Israeli Prime Minister Benjamin Netanyahu will comply with the demands of the Goldstone Commission into the recent Gaza war by proposing a full investigation into purported war crimes committed during the conflict, which ran from mid-December of last year until the middle of January.
Netanyahu is expected to present his parameters for the commission of inquiry at a cabinet meeting on Thursday. But officials cited by Ha'aretz said the Israeli investigation is likely to spend the bulk of its time determining how Judge Richard Goldstone and his team reached such outlandish conclusions regarding Israeli behavior during the war, and may end up being an indictment of the UN Human Rights Council that commissioned the report.

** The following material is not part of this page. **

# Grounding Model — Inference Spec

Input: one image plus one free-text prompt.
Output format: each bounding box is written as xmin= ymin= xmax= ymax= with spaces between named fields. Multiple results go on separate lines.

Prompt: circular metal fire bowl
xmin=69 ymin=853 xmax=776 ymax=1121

If Israel commissions its own report, it is sure to make note of Goldstone's shaky history of differentiating between actual war crimes and fictional accounts.
Israel's Makor Rishon newspaper in its weekend highlighted one such incident, recalling how Goldstone, while heading the international tribunal tasked with indicting Serbian war criminals in 1995, ended up indicting a fictional Serbian character based on the false claims of an unidentified eyewitness.
Goldstone's indictment of a man known only as "Gruban" for allegedly raping and torturing Muslim prisoners made international headlines when it turned out Gruban is a fictional character from a famous Serbian novel about World War II.
It was later revealed that the eyewitness was a Serbian war correspondent who made an off-hand comment about the terrible war criminal "Gruban" to an American colleague. Based on nothing more, Goldstone issued an indictment and launched an manhunt for the criminal.
In related news, a war crimes suit filed by a British Muslim lawyer against Israeli Defense Minister Ehud Barak was thrown out by a London court on Tuesday. The court ruled that Barak enjoys diplomatic immunity, and so cannot be prosecuted. The lawyer and his colleagues vowed to continue seeking the arrest and prosecution of any Israeli officials who visit the UK.